Elana Levine, professor of media, cinema and digital studies at the University of Wisconsin-Milwaukee and author of Her Stories: Daytime Soap Opera and US Television History, tells BBC Culture that the perception of soaps as “low art” is connected to their original association with women. More so than other mediums, soaps have put women in prominent, significant roles and made them central to the narrative. Over the years, Levine says soaps have explored concerns that have been historically associated with women, so there is an element of misogyny in how easily they are deemed frivolous. “Soaps revolve around interpersonal relationships, family, questions of trust and honesty, treasured and private secrets,” she says. “All humans care about those things. But culturally, at least in Western cultures of the 20th Century and beyond, those things have been feminised, meaning they’ve been associated with women.”

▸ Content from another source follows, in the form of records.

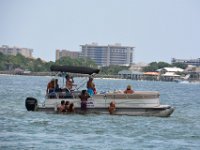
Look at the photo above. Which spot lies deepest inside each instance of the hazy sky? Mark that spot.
(158, 29)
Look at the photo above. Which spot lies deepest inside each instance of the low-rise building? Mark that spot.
(195, 62)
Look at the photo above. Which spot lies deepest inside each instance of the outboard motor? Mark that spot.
(31, 103)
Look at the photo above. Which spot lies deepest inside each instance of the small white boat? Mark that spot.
(140, 103)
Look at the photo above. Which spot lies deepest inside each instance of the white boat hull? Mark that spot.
(137, 104)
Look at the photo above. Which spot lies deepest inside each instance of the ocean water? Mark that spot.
(20, 129)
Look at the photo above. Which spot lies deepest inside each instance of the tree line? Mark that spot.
(10, 62)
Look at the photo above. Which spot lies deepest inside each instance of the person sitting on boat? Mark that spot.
(50, 86)
(69, 82)
(128, 90)
(91, 87)
(56, 86)
(84, 97)
(112, 107)
(61, 108)
(71, 108)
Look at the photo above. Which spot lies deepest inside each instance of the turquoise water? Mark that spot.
(20, 129)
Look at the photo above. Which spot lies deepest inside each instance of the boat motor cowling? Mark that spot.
(31, 103)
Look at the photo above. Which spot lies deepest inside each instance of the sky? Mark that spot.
(158, 29)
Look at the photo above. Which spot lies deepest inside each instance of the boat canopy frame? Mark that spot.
(74, 69)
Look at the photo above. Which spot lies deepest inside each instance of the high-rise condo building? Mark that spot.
(6, 50)
(109, 54)
(64, 53)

Yet the irony is that now it faces a threat from another genre that is also repeatedly, and some would say unfairly, dismissed as lowbrow. Reality TV is often derided despite being one of the most influential genres of the 21st Century. But its unstoppable rise has presented further difficulties for soaps. Reality shows are generally cheap to make by comparison, and a show like Love Island in the UK (which has also spawned a hit US version, screening on Peacock) has managed to bring in millions of viewers every night for many weeks. “Right back to the rise of Big Brother [in the early noughties], reality shows have been able to create national conversations,” Bryan says. “Since then, I think soaps have found it a little bit harder to do that.”
What’s more, “structured” reality shows, like Made in Chelsea in the UK or Bravo’s Real Housewives franchise and Netflix’s Selling Sunset in the US, which follow the lives of wealthy people, brand themselves as “living soap operas”. And in recent years, there has been a noticeable audience crossover: several well-known soap stars, like Lisa Rinna and Eileen Davidson, have joined the Real Housewives of Beverly Hills, while their co-star Erika Jayne landed a recurring role on The Young and the Restless. “Younger viewers who may have watched soap operas can get some of those same pleasures and enjoyment through reality TV,” says Levine. “Reality shows being similar to soap operas is part of what has allowed for their success. But it’s also made soap operas less prominent and secure as a cultural form.”
Losing the plot
Added to that, there’s a question around whether soaps, in trying too hard to snare audiences’ attention, have in fact lost something of what made them special. There has been a long tradition of soaps tackling social issues, ahead of other mediums. In the UK, the first same-sex kisses on TV, between two men and two women, were both in soaps: EastEnders in 1989 followed by Brookside in 1994. Alongside Nicholas Donovan, Cashman was one half of the first gay kiss on British TV. The scene provoked a tabloid backlash, including a notorious article written in The Sun by Piers Morgan.